White

A lingering question about the production of white paper in sixteenth century England made me very attentive to the following description of vellum production in an earlier period. This description is from Stephen Greenblatt The Swerve: How the World Became Modern.

The finest parchment, the one that made life easier for scribes and must have figured in their sweetest dreams, was made of calfskin and called vellum. And the best of the lot was uterine vellum, from the skins of aborted calves. Brilliantly white, smooth, and durable, these skins were reserved for the most precious books, ones graced with elaborate, gemlike miniatures and occasionally encased in covers encrusted with actual gems
My lingering question arouse from having read Emily Smith's "Genre’s “Phantastical Garb”: The Fashion of Form in Margaret Cavendish’s Natures Pictures Drawn by Fancies Pencil to the Life" which appeared in Early Modern Literary Studies 11.3 (January, 2006). Smith argues that, in the text in question, female characters move from describing and displaying dress sense (as a mode of self-presentation) to writing as a form and venue for self-fashioning. Her argument holds well (the trajectory from fashion to discourse is indeed a motif and is fascinating in its recurrence). However I quibble with one point: Smith writes that Lady Deletia's white gown is described as being "as white as paper" ("Through this gown, as white as paper and overwritten in silver embroidery with unintelligible yet divine signs, Lady Deletia’s body is written into being as something nearly divine in its spectacular beauty."). This certainly adds credence to Smith's account. In 2006, I emailed Smith at the address provided by the article but never received a reply. I asked "Is the simile yours or that of Margaret Cavendish?" I thought at the time that there might be an inadvertent anachronism since I wondered if bleached paper was available to the Duchess of Newcastle. I now realize, having consulted the text in question, that I was off track. There is mention of white paper in the text by Cavendish [and mention of white gowns but no mention of gowns as white as paper]. The link between attire and writing is implicit and passes via the figure of adornment. Cavendish has a character exhort:
Let me admonish you to be devout to the Name of great Fame, who is able to save or damn you: Wherefore be industrious in your Actions; let no opportunity slip you, neither in Schools, Courts, Cities, Camps, or several Climates, to gain the Favour of great Fame; offer up your several Conceptions upon her white Altars (I mean white Paper), sprinkling Golden Letters thereon; and let the Sense be as sweet Incense to her Deity.

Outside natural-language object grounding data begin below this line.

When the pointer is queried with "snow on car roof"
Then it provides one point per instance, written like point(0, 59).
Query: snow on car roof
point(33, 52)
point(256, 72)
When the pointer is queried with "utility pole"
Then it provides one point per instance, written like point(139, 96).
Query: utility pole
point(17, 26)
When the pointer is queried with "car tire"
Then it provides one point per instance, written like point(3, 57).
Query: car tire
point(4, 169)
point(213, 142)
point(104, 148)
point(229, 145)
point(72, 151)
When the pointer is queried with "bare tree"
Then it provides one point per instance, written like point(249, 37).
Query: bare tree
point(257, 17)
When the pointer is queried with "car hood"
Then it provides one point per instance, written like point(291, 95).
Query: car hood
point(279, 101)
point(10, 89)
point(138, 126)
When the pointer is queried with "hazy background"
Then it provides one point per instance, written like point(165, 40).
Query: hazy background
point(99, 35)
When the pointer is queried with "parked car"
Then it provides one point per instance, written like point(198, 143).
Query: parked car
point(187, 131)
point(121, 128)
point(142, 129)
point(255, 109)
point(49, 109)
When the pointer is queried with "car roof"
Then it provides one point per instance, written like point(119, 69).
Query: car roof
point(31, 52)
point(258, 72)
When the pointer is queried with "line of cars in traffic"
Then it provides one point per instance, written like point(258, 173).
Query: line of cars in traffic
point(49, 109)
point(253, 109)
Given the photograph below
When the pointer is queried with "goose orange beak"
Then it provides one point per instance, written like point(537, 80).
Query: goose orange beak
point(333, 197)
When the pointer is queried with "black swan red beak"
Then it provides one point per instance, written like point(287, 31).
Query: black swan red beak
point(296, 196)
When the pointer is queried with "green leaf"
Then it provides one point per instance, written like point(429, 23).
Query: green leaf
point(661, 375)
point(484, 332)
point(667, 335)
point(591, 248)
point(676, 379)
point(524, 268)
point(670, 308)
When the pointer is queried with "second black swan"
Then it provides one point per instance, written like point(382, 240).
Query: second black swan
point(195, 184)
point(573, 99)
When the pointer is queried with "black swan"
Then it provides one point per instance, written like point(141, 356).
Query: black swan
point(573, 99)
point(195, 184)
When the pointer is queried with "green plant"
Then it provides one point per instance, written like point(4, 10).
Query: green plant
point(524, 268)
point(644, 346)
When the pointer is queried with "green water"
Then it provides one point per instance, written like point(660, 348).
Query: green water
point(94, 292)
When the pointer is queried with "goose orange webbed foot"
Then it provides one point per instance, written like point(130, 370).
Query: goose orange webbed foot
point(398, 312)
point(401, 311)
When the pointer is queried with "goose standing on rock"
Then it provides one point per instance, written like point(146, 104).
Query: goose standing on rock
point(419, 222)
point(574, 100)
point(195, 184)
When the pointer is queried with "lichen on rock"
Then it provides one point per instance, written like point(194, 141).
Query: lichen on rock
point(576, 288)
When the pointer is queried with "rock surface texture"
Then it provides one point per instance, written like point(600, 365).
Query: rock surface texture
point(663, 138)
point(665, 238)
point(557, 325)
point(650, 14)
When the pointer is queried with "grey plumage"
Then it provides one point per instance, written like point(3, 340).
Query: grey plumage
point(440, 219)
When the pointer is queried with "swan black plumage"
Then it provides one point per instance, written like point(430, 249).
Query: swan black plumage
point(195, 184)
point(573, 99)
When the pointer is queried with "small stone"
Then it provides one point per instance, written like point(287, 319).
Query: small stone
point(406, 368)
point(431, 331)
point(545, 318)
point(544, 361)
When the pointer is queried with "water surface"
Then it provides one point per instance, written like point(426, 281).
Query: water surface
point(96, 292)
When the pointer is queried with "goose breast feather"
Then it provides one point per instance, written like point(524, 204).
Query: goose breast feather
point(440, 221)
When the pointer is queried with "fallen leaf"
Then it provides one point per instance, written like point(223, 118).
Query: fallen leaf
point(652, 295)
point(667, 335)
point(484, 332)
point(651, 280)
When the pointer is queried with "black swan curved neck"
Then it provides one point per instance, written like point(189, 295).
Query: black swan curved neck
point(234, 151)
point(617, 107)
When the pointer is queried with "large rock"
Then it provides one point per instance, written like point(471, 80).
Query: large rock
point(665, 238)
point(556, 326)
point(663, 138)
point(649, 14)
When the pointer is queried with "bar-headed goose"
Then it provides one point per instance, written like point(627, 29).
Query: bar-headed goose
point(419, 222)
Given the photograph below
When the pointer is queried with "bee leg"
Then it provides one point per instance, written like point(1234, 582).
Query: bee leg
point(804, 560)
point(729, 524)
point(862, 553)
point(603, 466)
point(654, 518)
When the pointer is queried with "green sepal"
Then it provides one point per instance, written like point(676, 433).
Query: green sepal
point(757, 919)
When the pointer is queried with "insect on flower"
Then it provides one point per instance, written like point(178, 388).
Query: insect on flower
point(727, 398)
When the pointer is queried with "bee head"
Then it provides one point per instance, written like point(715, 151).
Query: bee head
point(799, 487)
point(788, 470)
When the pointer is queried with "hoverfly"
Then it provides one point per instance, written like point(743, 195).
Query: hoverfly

For an impression of just how difficult it was to produce white paper from rags in the sixteenth century, one can consult Timothy Barrett, "European Papermaking Techniques 1300–1800". I am particularly arrested by the factors that touch upon contact with the human body...
It is worth exploring the role washing soaps, diet, and personal hygiene may have played in affecting the nature of these old hempen and linen rags before they came to the paper mills. For instance, Fernand Braudel tells us that Europeans appear to have bathed less and less from the fifteenth and into the seventeenth century, and that public baths became less prevalent after the sixteenth century.
Unfortunately the historical traces are long gone but some speculative reconstruction and experimentation in paper making would be fascinating.